Training Efficiency and PAS
PAS enables stable and rapid convergence by avoiding premature reliance on an immature foothold estimator. Shortening or eliminating the annealing period induces policy collapse or slows training considerably.

Figure 5: PUMA outperforms single-critic and alternative prior architectures in foothold reward accumulation (left), and PAS minimizes sample complexity to convergence (right).
Real-World Sim2Real Transfer
The PUMA policy, trained exclusively in simulation, achieved 100% success rate in real-world tests on a DeepRobotics Lite3 quadruped for both wall-assisted gaps up to 80°, surmounting tasks up to 0.7 m high, and stepping stone traversals. Baselines and ablation variants suffered from instability, missed contacts, or insufficient body posture adaptation.
Figure 4: Demonstrated parkour performance on discrete and highly inclined real-world terrains for wall-assisted gap, stepping stones, and platform surmounting tasks.
Analysis of Failure Cases
Failure is typically attributed to erroneous estimation of foothold priors under proprioceptive or perceptual noise, inadequate postural adaptation (especially with yaw-only or Cartesian prior variants), and inability to coordinate timing and force during contact-rich transitions.
Figure 6: Failure modes include roll misadaptation, misorientation, erroneous foothold estimation, and low-force contacts impeding dynamic maneuvers.
Theoretical and Practical Implications
The proposed egocentric polar foothold prior constitutes a minimalist, geometry-driven representation that supports robust generalization, improves regression tractability, and decouples spatial aspects of locomotion. The single-stage, end-to-end design eliminates brittle dependencies on explicit plan following, facilitating real-time reactivity and improved exploration in RL. Multi-critic RL architectures demonstrate clear superiority for multi-objective, contact-rich robotic tasks. The PAS curriculum is validated as a critical component for stabilizing simultaneous estimator and policy learning.

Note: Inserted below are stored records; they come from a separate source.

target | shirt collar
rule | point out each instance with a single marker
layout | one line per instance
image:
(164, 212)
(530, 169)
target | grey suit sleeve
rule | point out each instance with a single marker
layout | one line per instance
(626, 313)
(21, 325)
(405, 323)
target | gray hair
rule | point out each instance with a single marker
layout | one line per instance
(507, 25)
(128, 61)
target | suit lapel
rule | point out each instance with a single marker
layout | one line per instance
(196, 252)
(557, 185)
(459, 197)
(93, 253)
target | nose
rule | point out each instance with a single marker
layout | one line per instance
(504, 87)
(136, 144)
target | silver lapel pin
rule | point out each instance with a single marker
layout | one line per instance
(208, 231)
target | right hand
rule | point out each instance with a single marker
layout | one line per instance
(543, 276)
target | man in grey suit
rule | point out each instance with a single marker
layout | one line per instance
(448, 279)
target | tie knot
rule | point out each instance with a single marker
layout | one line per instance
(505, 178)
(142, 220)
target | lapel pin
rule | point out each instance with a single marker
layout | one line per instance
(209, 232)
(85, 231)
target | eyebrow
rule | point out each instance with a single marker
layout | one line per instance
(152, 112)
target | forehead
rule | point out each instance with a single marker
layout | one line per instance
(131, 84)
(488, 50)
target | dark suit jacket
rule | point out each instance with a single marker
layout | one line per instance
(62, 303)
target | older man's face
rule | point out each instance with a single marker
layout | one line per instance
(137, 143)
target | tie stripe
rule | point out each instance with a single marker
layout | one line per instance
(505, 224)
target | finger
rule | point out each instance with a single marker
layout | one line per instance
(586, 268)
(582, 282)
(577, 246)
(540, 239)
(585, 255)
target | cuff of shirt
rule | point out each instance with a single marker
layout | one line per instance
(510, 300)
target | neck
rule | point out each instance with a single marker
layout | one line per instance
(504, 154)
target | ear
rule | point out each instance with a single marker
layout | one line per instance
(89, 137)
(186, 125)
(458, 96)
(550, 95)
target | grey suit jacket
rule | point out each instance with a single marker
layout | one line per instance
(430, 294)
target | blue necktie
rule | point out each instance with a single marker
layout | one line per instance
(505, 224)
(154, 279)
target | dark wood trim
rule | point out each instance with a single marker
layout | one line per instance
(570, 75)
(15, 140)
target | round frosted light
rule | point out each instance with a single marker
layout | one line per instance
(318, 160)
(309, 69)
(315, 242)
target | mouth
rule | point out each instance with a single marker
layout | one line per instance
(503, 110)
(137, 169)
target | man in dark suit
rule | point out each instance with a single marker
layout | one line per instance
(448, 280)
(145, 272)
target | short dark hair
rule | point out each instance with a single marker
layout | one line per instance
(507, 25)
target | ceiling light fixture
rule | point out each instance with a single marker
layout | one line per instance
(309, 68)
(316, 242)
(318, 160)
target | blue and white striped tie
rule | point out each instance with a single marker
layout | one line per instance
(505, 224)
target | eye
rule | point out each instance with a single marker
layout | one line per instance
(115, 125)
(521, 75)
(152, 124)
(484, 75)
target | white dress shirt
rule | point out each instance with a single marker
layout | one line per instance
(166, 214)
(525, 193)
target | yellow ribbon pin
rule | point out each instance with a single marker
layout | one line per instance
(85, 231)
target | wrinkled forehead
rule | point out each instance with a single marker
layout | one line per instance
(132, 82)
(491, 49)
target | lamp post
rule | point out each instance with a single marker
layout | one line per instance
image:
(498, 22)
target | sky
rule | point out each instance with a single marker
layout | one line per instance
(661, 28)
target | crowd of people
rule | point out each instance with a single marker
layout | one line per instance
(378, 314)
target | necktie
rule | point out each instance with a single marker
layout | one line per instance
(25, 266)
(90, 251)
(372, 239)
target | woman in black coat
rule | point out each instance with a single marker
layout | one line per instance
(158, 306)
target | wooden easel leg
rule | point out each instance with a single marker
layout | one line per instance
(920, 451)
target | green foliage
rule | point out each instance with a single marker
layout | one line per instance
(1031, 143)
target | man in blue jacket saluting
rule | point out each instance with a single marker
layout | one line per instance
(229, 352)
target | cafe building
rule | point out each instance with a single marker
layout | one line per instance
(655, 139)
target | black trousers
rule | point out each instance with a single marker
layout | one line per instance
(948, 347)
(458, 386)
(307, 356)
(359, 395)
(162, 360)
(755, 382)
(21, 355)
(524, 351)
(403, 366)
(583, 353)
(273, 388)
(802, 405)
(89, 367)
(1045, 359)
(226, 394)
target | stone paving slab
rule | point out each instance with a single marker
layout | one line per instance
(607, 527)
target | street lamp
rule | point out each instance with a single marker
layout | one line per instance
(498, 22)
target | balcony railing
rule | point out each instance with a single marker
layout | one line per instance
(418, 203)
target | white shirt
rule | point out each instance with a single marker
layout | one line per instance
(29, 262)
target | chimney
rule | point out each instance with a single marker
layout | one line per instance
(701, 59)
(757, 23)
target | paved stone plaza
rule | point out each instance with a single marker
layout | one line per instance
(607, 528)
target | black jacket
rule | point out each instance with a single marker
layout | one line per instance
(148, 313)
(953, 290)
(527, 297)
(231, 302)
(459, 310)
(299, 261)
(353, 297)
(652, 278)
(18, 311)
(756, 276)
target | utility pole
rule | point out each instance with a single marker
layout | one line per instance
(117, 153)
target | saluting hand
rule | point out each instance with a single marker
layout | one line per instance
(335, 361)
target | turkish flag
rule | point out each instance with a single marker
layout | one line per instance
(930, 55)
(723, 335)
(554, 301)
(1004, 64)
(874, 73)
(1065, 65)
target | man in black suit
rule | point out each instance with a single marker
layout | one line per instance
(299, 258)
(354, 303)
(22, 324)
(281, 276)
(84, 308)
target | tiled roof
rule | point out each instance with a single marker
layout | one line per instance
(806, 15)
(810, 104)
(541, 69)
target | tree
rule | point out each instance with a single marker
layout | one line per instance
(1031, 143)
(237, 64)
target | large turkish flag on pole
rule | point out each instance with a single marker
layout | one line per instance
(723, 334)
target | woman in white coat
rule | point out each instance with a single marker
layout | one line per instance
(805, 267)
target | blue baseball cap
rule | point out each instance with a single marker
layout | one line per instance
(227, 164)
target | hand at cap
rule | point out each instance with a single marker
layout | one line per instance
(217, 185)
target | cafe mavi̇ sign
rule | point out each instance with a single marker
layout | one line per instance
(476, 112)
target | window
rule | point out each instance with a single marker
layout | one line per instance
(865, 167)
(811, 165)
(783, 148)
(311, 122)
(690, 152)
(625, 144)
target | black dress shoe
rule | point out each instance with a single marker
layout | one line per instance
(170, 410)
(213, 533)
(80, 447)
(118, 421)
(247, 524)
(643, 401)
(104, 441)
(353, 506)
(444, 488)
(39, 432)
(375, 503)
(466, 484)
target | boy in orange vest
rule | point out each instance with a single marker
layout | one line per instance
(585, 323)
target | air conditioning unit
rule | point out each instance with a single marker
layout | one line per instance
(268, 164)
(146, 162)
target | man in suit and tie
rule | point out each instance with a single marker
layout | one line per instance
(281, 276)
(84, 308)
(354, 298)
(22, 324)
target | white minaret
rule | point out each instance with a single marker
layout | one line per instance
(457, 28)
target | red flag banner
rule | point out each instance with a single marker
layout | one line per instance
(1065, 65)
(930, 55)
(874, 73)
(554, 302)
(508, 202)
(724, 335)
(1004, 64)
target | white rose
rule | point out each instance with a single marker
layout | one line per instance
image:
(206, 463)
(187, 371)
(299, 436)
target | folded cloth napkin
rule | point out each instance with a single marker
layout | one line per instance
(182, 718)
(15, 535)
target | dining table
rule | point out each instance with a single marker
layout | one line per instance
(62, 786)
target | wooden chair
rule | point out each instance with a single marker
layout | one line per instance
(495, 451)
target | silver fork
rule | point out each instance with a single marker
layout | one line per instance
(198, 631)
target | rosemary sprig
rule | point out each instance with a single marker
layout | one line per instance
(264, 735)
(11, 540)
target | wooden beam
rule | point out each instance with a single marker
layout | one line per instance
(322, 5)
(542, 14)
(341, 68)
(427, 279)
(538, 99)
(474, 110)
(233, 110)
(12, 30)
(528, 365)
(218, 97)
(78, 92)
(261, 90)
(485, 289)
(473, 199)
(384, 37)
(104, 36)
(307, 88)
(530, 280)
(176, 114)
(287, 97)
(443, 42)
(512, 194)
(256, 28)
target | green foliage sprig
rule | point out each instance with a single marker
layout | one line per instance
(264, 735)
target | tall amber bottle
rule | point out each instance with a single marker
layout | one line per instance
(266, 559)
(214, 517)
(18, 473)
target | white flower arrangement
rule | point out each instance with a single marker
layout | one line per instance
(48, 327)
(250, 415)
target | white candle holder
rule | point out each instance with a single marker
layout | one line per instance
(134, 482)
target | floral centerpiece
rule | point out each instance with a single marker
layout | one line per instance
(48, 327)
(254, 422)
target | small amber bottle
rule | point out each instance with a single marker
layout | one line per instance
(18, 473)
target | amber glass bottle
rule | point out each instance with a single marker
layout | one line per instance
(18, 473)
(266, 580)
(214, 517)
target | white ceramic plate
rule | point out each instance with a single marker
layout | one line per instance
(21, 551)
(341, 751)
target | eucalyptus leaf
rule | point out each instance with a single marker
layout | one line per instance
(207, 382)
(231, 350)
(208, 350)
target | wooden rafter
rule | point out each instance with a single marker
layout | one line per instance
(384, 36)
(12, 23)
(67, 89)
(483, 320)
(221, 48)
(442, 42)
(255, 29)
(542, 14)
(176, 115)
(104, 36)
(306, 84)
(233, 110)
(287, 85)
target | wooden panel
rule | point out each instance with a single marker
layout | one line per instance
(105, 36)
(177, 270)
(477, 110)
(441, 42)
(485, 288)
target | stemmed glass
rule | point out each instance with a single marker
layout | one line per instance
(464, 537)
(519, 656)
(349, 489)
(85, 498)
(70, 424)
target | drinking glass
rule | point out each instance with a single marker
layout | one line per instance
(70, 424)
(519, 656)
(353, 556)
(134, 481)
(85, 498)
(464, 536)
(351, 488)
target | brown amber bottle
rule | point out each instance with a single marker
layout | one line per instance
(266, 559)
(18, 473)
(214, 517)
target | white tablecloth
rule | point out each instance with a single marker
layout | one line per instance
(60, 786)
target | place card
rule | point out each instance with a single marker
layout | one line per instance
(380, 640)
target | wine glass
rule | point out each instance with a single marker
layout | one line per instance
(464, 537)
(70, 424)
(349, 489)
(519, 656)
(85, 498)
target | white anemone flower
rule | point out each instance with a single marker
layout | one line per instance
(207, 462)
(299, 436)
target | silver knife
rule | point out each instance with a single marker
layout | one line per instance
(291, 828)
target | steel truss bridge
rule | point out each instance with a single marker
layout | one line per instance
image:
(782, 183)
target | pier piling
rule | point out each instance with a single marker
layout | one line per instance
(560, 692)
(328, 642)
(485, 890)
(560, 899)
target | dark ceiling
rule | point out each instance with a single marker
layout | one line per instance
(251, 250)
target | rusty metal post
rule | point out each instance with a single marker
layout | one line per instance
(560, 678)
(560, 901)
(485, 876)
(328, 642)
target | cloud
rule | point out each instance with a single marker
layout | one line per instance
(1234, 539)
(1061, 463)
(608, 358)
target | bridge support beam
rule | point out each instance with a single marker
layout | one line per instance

Practically, PUMA considerably reduces pipeline complexity, sensor fidelity requirements, and sim-to-real transfer barriers for dynamic agile locomotion on quadrupedal robots. These advances are directly applicable to field robotics, search-and-rescue, and infrastructure inspection domains.
Future Directions
While PUMA demonstrates robust geometric reasoning, it does not explicitly incorporate semantic terrain understanding, material adaptation, or dynamic environment perception. Integrating learned semantic priors, visual affordance predictors, and temporal scene understanding remains a pertinent direction. Furthermore, extending the approach to adaptive gaits, deformable terrain contacts, multi-agent coordination, and closed-loop visual feedback for hazard anticipation could further amplify real-world applicability.
Conclusion
PUMA introduces a compact, perception-driven paradigm for encoding motion guidance via egocentric foothold priors within a unified, end-to-end learning framework, empirically validated on demanding parkour benchmarks and sim-to-real transfer tasks. The work substantiates the necessity of reward-space decomposition via multi-critic RL and curriculum-based estimator input blending. PUMA sets a new reference point for future research on perception-guided, robust and adaptive legged locomotion (2601.15995).